Judi Bari’s Legacy

As I watched Democracy Now! livestream the People’s Climate March in New York City on Sunday, September 21, 2014—the autumn equinox—I pondered what I would have worn and carried as a sign or prop.  Then it dawned on me like a V-8 moment:  I’d be wearing a spotted owl mask, a t-shirt that reads, simply, “Labor,” and I would have carried a photo of deceased Earth First !and labor organizer Judi Bari.  Why?  I came of age during the anti-nuke movement and was a leader in the Student Environmental Action Coalition (SEAC) in 1990-1992.  While our 1990 student gathering at University of Ilinois, Champaign-Urbana campus felt historic (now the campus is historic for a different, infuriating reason), I was SEAC’s Maine state coordinator at the time, and don’t remember knowing it was “the largest ever radical student gathering in U.S. history” until I read a brief reference to this in Max Elbaum’s Revolution in the Air (p.296). At the time of the conference, the buzz was all about connecting social and environmental issues more closely.  No one represented the social/ecological connection better at the time than labor/ Earth First! activist Judi Bari because we felt the FBI had bombed her months earlier.  We didn’t need to wait for the investigation’s findings.

When the news arrived that Judi Bari’s car had been bombed on May 24, 1990,  a few months before our historic conference, my activist circles, which had grown to encompass my participation in in Burlington, Vermont’s Left Green Network, viscerally felt the attack.  We immediately knew the FBI was the culprit.  Why?  We knew the labor/ ecology alliance was the essential alliance necessary to challenge capitalism’s divide and conquer strategy of pitting two forms of variable capital–human labor and natural resources–against each other.  The liberal arts college I attended at the time, College of the Atlantic, offered one degree in Human Ecology, and it was taught in courses that we can not solve nature problems without solving people problems too.  All the way across the country, in the Pacific Northwest, it was spotted owls or logging jobs, right?  Wrong.  Bari, and many others who shared her views, including her tireless comrade and posthumous legal advocate, Darryl Cherney, went up against the monolithic truism, jobs or owls, at great sacrifice.  We saw that legacy on September 21st in Manhattan’s streets.

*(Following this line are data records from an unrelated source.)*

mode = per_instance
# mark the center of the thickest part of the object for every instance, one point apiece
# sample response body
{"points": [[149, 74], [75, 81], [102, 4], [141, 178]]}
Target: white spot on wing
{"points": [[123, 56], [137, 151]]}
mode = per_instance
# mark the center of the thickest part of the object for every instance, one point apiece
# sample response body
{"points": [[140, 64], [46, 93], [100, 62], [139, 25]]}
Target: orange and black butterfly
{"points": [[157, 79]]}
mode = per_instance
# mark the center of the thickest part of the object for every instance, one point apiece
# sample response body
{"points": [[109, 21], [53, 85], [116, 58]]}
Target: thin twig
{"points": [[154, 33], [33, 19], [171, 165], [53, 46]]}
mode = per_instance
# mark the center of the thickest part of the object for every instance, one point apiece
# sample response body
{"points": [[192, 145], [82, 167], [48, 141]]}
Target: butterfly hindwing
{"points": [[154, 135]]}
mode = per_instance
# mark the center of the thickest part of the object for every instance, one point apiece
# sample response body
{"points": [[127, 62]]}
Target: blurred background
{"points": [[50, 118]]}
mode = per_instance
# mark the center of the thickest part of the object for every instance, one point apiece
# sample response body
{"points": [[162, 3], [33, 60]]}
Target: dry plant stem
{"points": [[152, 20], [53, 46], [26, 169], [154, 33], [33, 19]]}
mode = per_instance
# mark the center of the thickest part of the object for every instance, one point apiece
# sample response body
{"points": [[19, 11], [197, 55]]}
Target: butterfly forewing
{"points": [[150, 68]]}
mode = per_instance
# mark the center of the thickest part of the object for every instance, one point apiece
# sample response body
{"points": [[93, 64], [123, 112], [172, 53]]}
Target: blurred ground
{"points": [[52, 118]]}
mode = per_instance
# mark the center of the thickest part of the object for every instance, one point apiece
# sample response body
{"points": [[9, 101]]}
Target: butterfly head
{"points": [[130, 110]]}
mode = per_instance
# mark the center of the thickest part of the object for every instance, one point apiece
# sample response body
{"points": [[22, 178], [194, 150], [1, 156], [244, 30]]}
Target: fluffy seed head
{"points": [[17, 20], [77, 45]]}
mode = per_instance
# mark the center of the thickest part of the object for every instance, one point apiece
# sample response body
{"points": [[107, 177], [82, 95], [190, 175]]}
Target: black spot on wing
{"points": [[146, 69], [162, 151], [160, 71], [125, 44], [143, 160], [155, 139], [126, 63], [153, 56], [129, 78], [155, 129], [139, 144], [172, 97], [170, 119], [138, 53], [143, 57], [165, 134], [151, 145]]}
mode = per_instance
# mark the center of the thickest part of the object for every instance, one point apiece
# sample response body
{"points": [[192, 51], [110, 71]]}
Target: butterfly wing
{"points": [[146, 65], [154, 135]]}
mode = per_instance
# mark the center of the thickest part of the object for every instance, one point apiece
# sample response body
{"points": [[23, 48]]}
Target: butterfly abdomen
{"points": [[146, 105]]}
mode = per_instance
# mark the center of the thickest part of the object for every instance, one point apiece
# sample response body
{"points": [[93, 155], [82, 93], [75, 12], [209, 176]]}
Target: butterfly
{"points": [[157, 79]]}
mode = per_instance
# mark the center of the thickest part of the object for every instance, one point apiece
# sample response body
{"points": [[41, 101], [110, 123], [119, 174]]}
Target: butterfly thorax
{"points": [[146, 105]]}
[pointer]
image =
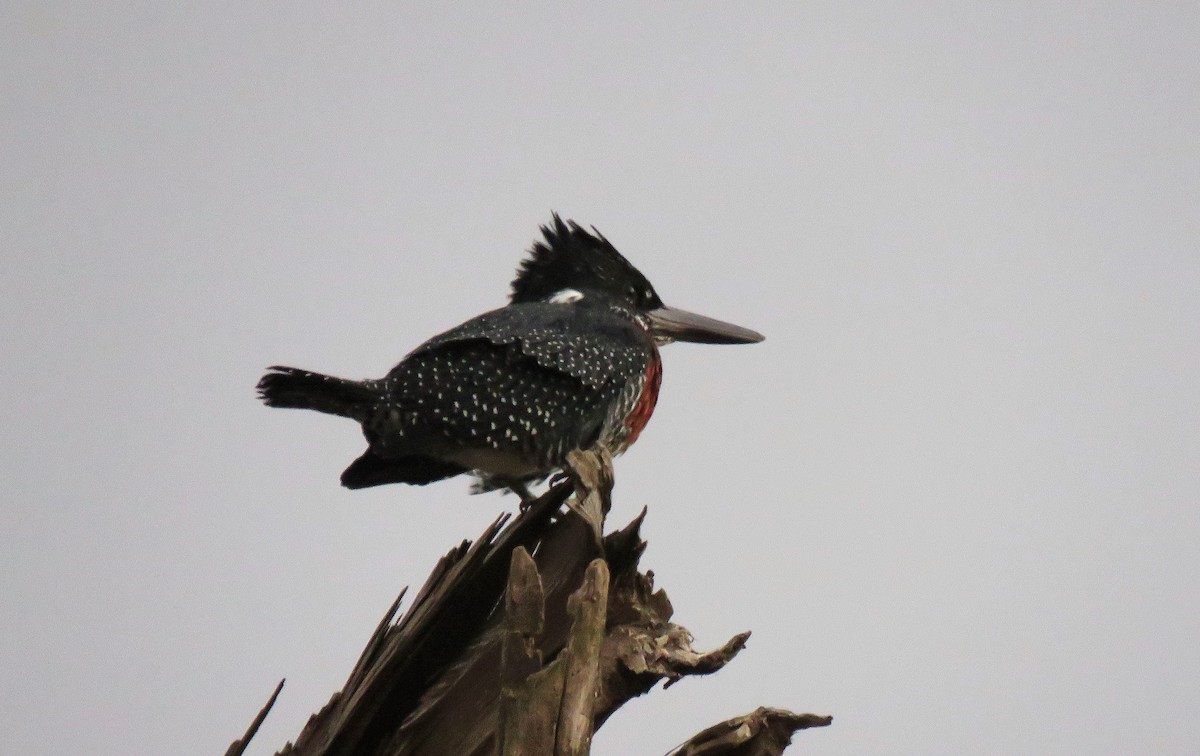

The disaggregating and abstract social media spectacle of contemporary U.S. protest–from Oakland, to Ferguson, to Newark and Manhattan– evokes an inspiring insurrectionary spirit, but we need to connect the dots so we can connect all the struggles better.  Livestreaming video from Ferguson, as of September 20, 2014, indicates things are heating up, not simmering down, there, and the People’s Climate March floods  (as opposed to finance policy’s supposed trickle effect) Wall Street on Monday, September 22, in what promises to be another Occupy movement challenge to the psychotically defensive 1%.  The disaggregated dots of upheaval have one main connection: ecocide is genocide.  As wealth concentrates, populations and places become a dispensable burden, or as the late Marxist feminist theorist, Teresa Brennan, always emphasized, the preservation of the 99%  and our forests, oceans, skies, and all earthly creatures, become a “slag on the system” of instantly gratifying, and psychotically attained, profit.

Make no mistake: we are viewed as slags on the system.  That’s why the U.S. bombed Judi Bari; she was offering another way for labor and ecology.  That’s why mass incarceration  and police murders of black and brown people continue; the Fight for $15, the public education movement, and prison abolition/ decarceration efforts threaten to lift socio-economic repression, demolish the school to prison pipeline, and demand economic justice.  Finally, that’s why the environmental movement has been co-opted, “Incorporated”  (my livestream screen surreally flashed Pampers diaper commercials while I watched the People’s Climate March and we all know what’s in our landfills, don’t we?).  The system knows the 99% is far from slagging in the streets of America, and, like us, it will do what it has to do to survive (by any means necessary?) Judi Bari’s legacy reminds us that the climate justice movement is not a place to run and hide from the harder hitting anti-policing struggles exploding in U.S. communities–if we connect all the dots.  Remember, our precious automobiles are not just polluting our planet.  They are hiding places for one of the corporate state’s most abominable “means” to their ends of total control–their bombs.  One of the most macabre reasons to ride your bike instead, but a very important reason nonetheless.